そんな客の意識を変えていくため、平野氏はいま2つの施策を展開している。 一つは知名度アップ策。潜在顧客が集まりそうな場所でイベントを開き、光岡自動車との接点を増やす取り組みだ。この8月には、富裕層の子弟が多く通うことで有名なバンコク大学でイベントを開き、車を展示。手頃でカジュアルなコンパクトセダン「ビュート」は高い反響を得た。 Facebookに出した広告も知名度アップに貢献している。

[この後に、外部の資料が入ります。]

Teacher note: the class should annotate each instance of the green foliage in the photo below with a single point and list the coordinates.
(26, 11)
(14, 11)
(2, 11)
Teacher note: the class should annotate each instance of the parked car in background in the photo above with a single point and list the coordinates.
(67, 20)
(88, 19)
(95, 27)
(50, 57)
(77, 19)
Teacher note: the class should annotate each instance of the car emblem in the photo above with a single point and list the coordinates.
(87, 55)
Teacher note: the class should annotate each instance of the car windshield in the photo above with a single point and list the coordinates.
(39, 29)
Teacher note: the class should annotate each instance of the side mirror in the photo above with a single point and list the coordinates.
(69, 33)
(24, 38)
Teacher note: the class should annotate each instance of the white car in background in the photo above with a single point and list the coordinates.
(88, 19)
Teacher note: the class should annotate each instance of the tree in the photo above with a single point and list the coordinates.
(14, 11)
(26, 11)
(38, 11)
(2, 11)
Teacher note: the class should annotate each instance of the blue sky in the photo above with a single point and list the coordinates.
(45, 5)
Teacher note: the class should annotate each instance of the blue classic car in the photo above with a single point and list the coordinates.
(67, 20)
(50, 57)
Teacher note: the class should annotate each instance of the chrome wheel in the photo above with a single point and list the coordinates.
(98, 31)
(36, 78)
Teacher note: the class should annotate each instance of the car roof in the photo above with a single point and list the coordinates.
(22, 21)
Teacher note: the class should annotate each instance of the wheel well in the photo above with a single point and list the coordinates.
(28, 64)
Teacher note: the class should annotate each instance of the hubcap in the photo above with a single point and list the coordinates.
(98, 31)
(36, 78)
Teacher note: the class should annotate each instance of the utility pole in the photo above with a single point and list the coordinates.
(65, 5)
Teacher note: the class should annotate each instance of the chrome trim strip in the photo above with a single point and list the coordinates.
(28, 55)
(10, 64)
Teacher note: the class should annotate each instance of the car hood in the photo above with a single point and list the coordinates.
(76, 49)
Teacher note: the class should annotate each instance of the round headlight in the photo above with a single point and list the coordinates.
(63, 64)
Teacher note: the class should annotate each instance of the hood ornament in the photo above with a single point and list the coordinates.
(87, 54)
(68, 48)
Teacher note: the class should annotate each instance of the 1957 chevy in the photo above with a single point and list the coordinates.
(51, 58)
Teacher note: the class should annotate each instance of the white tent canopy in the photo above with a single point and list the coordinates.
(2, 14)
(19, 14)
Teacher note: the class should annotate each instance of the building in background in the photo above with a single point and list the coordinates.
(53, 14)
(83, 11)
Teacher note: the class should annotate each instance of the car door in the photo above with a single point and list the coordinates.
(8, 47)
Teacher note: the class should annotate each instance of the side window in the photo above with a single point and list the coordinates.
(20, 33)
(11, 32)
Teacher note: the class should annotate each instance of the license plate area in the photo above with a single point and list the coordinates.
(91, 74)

「一度出しただけですが、2000人ぐらいだった『いいね』の数がいきなり1万9000人に増え、本社(日本)のFacebookページを上回った。Webへのアクセスも跳ね上がりました。車自体のインパクトが相当あったのかもしれません。タイとの相性の良さを感じています。LINEも活用して、実売につなげていきたいですね」

タイのFacebookユーザーは2000万人超。LINEユーザーは2400万人を超え、日本に次ぐ世界第2位。タイ人は、美しく格好いいモノ、強烈な個性を放つモノには素直に反応し、自撮りでSNSにアップするのが大好きだ。イベントとからめながらSNSを巧みに活用すれば、光岡自動車の知名度は確実に上がるだろう。 もう一つの拡販策は、試乗の働きかけだ。モーターショーなどで興味を示した客に連絡を取り、試乗車で商業施設に乗り付け、衆目を集め、特別待遇を受ける快感を味わってもらうサービスである。

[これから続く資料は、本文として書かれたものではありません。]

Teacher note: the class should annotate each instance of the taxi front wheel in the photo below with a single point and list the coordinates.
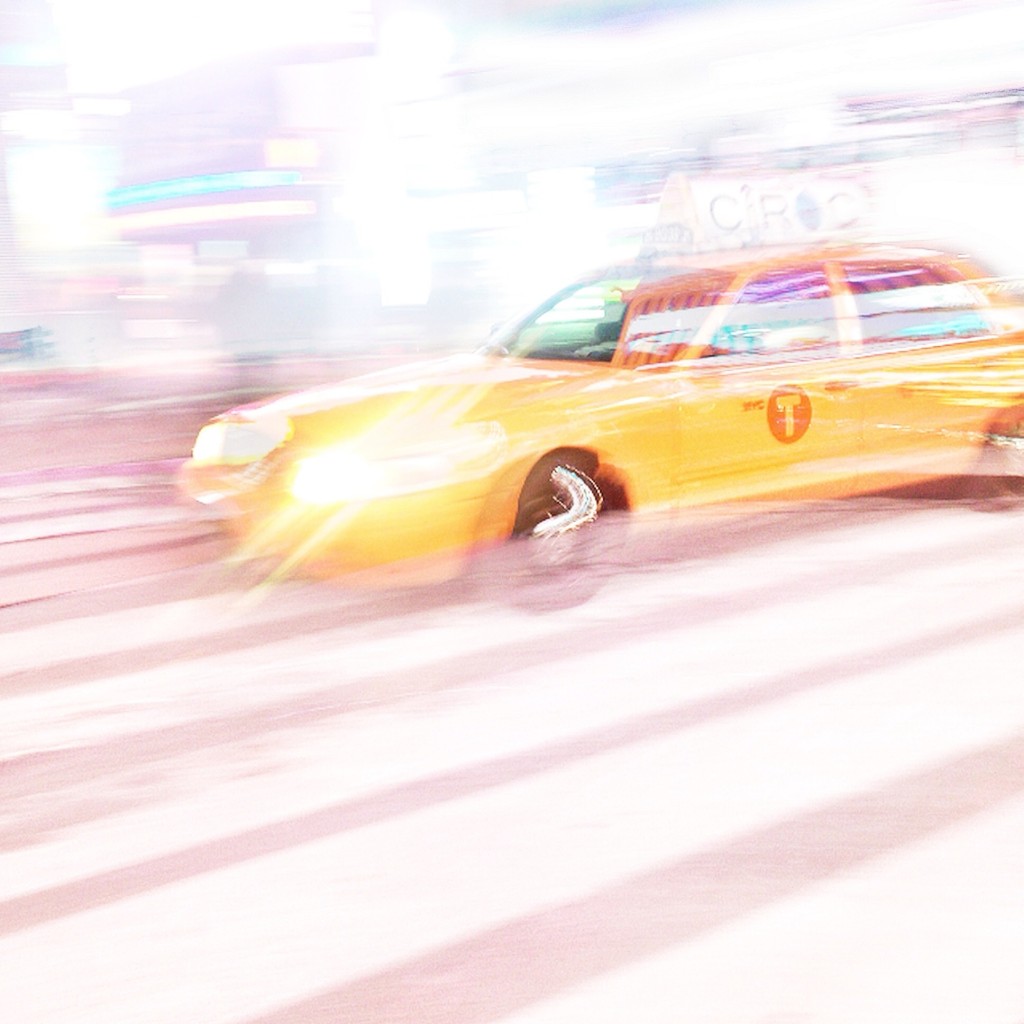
(555, 545)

「一番安い『ビュート』で走っても、周囲の人はみんな見ますね。この価格帯でそんな体験ができる車はない。そうすると、79万バーツでも高くない。BMWの『ミニ』もいいけど値段が倍以上するし、『ビュート』なら色も内装も選べると思っていただけるんです」タイに進出している日系企業限定で、「ガリュー」のリースプランもスタートした。料金は月額2万2000バーツ(約7万7000円)。空港での客の出迎えやゴルフ場への往復に利用してもらい、客の満足度を高め、企業の好感度アップにもつなげてもらおうという考えだ。

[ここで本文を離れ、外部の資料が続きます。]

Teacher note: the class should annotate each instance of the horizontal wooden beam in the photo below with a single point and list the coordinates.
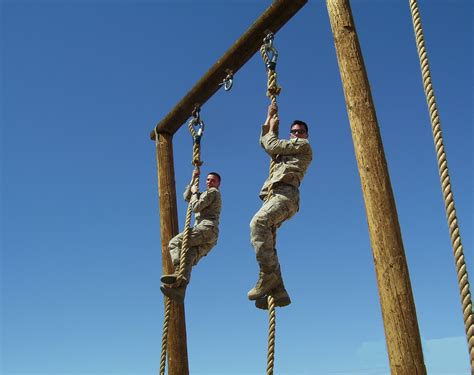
(276, 15)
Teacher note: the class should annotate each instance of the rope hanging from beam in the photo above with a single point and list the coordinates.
(445, 183)
(270, 56)
(196, 161)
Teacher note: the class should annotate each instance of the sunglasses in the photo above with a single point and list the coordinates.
(297, 131)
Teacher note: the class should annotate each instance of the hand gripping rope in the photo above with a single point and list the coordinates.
(270, 56)
(445, 184)
(195, 122)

進むべき方向を見つけ、体制の見直しが実り始めたミツオカモータータイランド。タイでの経験には、日本にフィードバックできる要素も多いと平野氏は言う。

「とりあえず」でもかまわない
「タイにいて感じるのは、よりクラシックな車への期待感です。もっと光岡らしい、もっとクラシックスタイルに特化した車があってもいい。『ビュート』に人気が集中している日本にも必ず需要はあるはずです」 クラシックカーファンの間で高い人気を誇るブランドに、英国のモーガンがある。少量生産で予約が3年先まで埋まっていることでも有名だ。タイの光岡自動車の顧客には「本当はモーガンがほしいけれど、納車まで時間がかかるし高いから、とりあえず光岡で」という客が少なくない。

だが、平野氏は「それでいい」と話す。
「とりあえず買ってみたら、すごく良かった。もっと欲しくなった。そう思われるのが理想です。このポジションに立てるのは光岡以外にはない。だからこそ、もっとクラシックな車があれば、お客様の選択肢も増え、人気が得られると思うんです」 タイに進出すればASEAN全域を掌握できる。そんな当初の夢は砕け散ったが、進出したからこそ新しい道筋が見えてきた。現実に合わせた改善策を推し進める平野氏が目指すのは、モノづくりとセールスが一体化した仕組みを構築し、いずれはすべてタイ人で運営できる体制に持って行くことだ。

仕組みの完成度が高ければ、基本部分は他の国にも応用できる。現地のことは現地の人材で。光岡自動車は長期的な視点で、以前とは異なる「新しい海外進出の形」を追求している。